Wie viel Inklusion steckt drin?

Es ist im kleinen Team gelungen, einen Spielplatz für alle Kinder und jung gebliebene Erwachsene zu konzipieren. Beim ersten Blick unterscheidet sich der Platz durch die Fallschutzbeläge. Alle Wege und Zuwege sind barrierefrei, kontrastreich, mit Leitlinien für Sehbeeinträchtigte beziehungsweise Blinde gestaltet. Mobil eingeschränkte oder auf rollende Hilfsmittel angewiesene Besucherinnen und Besucher erreichen so jedes Spielgerät. Wir setzten stark auf Kommunikation und haben versucht, eine große Schnittmenge verschiedener Bedürfnisse zu berücksichtigen. Final kommt es immer auf die Wünsche und Möglichkeiten des oder der Einzelnen an, aber auch auf deren Mut, etwas Neues auszuprobieren. Durch die Beratung unserer Heilpädagogin konnten wir viele Spielgeräte mit speziellen Spielelementen ausstatten. Eine große taktile Tafel mit Spielplatzplan in Brailleschrift war uns wichtig und eine auf Piktogrammen basierende Kommunikationstafel unterstützt Nichtsprecher und Besucher mit unterschiedlichen Sprachfähigkeiten.

Interview

Elisabeth Neuhäusler engagiert sich für ein gleichberechtigtes Zusammenleben von Menschen mit und ohne Beeinträchtigung. Ihre 42-jährige Erfahrung im klassischen Musiktheater als Solistin im Mezzofach nutzt sie in ihrer ehrenamtlichen Tätigkeit als Behindertenbeauftragte der oberbayerischen Stadt Miesbach.

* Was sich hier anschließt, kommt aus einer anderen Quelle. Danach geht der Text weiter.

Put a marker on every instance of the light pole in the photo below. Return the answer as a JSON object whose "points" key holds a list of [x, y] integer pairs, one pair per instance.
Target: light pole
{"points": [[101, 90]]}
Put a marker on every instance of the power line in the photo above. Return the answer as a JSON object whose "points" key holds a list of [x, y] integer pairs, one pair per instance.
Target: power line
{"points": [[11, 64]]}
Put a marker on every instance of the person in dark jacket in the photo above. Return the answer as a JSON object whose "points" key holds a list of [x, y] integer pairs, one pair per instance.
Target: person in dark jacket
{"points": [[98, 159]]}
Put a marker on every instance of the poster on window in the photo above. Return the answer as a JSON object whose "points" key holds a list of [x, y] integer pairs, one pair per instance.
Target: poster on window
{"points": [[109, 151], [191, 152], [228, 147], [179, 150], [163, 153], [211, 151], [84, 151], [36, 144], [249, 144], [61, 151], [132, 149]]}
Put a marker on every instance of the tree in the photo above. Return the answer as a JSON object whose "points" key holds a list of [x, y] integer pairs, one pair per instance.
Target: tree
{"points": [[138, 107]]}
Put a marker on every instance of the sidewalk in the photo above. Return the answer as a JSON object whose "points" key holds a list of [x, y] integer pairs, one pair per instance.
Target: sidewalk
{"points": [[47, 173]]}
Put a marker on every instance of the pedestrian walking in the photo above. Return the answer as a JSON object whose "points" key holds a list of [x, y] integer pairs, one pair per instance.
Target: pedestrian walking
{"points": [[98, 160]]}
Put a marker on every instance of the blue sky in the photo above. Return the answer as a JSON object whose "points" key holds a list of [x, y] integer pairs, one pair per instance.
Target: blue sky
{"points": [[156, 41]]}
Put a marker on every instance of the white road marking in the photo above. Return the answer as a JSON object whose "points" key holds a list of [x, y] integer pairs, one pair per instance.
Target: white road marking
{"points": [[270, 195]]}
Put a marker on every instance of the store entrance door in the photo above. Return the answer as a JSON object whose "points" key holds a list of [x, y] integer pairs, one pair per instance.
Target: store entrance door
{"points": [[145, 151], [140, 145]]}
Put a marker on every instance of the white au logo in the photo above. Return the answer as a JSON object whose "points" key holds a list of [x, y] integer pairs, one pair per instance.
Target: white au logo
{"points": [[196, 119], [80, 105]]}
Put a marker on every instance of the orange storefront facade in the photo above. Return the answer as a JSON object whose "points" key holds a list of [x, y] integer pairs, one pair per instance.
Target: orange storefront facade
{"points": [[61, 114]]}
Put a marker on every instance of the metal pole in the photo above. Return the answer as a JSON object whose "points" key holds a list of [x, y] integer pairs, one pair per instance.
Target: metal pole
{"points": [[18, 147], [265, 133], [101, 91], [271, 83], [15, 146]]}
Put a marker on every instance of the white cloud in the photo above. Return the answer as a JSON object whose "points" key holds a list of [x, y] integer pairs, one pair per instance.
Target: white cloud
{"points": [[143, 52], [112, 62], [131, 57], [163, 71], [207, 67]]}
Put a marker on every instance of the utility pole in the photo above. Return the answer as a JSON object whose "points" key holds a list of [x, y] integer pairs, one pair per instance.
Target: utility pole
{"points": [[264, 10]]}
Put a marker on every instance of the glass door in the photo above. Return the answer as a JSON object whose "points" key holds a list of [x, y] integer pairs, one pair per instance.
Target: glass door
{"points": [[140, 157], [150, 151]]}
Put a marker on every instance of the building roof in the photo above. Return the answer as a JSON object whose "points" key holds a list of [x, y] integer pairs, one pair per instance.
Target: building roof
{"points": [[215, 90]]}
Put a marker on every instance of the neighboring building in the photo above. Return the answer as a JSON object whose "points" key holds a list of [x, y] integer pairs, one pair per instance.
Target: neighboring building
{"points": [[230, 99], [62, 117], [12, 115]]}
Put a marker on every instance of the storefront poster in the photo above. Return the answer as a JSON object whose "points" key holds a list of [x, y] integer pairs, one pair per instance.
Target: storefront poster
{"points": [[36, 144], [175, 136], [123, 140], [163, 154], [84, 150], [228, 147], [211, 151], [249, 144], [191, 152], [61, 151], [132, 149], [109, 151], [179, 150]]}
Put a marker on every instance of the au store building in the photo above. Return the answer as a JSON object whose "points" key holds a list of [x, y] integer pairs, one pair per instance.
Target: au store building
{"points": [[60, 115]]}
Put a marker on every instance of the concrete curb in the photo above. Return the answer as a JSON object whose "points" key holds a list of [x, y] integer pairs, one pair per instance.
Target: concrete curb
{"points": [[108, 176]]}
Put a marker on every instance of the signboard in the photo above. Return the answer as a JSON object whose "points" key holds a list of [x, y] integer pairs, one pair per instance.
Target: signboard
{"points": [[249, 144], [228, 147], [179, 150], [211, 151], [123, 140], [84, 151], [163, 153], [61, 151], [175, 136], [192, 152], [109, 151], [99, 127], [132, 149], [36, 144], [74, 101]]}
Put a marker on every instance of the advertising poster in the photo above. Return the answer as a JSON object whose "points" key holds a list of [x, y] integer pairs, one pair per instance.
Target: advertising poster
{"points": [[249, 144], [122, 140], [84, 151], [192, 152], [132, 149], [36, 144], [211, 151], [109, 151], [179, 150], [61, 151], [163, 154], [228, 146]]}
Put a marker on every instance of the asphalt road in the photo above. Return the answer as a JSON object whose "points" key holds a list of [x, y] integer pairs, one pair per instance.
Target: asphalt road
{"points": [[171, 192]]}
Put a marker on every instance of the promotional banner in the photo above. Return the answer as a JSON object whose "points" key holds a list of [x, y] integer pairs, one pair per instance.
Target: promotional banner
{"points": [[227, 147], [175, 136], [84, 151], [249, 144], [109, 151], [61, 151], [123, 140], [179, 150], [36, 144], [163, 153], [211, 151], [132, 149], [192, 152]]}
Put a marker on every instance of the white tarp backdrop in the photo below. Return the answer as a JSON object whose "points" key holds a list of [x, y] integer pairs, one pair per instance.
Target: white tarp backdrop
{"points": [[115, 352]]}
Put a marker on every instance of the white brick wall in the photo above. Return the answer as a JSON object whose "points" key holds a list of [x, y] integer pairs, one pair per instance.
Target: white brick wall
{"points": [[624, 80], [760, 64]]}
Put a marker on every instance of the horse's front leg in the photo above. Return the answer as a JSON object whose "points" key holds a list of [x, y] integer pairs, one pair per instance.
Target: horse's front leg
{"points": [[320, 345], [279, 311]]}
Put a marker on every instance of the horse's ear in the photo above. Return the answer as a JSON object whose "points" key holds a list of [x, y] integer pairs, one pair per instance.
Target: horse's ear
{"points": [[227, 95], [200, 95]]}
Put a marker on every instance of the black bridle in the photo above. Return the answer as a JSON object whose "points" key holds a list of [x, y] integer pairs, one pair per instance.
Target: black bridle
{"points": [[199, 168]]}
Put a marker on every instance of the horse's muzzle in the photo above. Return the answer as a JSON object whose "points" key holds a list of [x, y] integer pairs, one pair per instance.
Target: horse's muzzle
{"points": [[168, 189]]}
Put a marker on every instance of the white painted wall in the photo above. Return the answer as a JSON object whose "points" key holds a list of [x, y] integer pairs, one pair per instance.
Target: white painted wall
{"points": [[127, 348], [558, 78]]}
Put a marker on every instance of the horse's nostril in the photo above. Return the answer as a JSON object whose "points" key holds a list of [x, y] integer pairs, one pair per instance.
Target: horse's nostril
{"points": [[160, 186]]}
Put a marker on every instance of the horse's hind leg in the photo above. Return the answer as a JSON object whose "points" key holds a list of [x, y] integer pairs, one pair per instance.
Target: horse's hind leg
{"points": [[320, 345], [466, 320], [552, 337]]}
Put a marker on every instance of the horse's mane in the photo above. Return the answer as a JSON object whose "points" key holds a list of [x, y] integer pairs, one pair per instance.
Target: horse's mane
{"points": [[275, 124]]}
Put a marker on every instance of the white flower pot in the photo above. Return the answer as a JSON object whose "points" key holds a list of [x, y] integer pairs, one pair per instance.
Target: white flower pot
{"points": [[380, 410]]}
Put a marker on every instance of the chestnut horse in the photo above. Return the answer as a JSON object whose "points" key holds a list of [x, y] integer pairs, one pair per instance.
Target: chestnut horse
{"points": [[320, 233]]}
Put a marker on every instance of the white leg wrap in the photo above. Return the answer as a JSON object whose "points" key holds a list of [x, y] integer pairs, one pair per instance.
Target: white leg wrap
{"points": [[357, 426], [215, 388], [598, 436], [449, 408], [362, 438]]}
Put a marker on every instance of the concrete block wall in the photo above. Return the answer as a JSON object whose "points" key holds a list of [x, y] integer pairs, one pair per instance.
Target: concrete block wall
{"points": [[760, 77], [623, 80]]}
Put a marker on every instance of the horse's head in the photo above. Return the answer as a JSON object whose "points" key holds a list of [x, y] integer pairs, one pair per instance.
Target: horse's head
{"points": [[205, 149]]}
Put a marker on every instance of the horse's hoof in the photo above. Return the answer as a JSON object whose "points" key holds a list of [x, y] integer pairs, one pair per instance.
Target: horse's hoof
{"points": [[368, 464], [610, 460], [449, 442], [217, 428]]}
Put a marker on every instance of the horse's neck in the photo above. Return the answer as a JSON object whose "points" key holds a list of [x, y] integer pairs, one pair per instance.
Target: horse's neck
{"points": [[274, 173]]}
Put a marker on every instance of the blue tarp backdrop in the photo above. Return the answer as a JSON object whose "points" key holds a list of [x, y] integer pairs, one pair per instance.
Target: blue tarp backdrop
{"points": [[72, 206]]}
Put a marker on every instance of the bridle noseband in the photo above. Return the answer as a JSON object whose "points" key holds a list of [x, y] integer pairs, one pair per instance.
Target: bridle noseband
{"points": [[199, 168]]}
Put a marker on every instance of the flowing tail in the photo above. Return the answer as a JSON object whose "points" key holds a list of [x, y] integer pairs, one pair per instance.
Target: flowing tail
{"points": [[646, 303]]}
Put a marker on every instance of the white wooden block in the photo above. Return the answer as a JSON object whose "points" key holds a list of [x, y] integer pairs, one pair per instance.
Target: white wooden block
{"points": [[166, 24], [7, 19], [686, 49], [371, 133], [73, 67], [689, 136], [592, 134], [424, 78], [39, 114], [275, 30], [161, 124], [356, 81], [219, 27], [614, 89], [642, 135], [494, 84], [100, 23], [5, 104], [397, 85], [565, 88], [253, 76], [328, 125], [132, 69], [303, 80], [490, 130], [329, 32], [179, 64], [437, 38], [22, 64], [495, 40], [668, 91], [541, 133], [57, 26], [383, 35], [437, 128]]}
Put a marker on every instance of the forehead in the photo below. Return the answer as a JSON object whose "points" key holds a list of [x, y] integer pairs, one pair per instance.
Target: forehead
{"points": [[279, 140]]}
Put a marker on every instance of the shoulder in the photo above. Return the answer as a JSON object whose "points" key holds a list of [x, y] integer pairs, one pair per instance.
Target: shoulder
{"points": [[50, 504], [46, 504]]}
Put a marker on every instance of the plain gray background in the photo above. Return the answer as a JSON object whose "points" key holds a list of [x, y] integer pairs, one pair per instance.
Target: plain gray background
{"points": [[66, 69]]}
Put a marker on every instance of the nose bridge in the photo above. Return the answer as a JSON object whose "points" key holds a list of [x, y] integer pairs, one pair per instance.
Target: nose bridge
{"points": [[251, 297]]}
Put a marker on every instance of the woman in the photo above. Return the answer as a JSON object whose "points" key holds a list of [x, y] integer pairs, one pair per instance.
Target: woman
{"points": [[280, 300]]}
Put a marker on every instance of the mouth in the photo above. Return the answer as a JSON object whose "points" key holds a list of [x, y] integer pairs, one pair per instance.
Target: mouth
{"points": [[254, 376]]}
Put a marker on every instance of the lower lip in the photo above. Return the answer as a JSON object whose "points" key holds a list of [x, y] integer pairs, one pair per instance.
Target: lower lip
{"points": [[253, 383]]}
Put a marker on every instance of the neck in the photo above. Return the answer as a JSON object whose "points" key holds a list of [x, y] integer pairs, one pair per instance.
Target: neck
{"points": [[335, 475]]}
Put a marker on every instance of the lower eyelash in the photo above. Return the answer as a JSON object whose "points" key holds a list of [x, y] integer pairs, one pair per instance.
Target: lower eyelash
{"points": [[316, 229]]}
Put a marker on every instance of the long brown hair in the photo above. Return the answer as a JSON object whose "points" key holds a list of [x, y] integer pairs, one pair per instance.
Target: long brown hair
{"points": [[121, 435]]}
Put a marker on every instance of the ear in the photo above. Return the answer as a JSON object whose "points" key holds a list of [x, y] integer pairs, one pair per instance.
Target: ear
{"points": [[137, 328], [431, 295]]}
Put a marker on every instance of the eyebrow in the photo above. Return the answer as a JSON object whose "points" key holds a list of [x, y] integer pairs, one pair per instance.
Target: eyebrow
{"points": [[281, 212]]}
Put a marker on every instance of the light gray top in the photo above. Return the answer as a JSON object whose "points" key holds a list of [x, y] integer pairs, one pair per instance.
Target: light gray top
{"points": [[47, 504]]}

2006 verabschiedete die UN das »Übereinkommen über die Rechte von Menschen mit Behinderung«. Darin ist von Gleichberechtigung durch Inklusion die Rede. Was hat sich seitdem getan?

Es hat sich einiges bewegt, aber wenn man bedenkt, dass bereits 18 Jahre vergangen sind, sind wir doch verhältnismäßig weit entfernt vom Ideal, Inklusion in allen Lebensbereichen zu leben. Das grundsätzliche Verständnis für den beeinträchtigten Mitmenschen wird viel zu wenig fokussiert, geschweige denn gefördert.

Laut einer Studie von Aktion Mensch gibt es in Deutschland immer noch zu wenige inklusive Spielplätze, obwohl die ersten bereits in den 1990er Jahren entstanden sind. Fehlt es am politischen Willen?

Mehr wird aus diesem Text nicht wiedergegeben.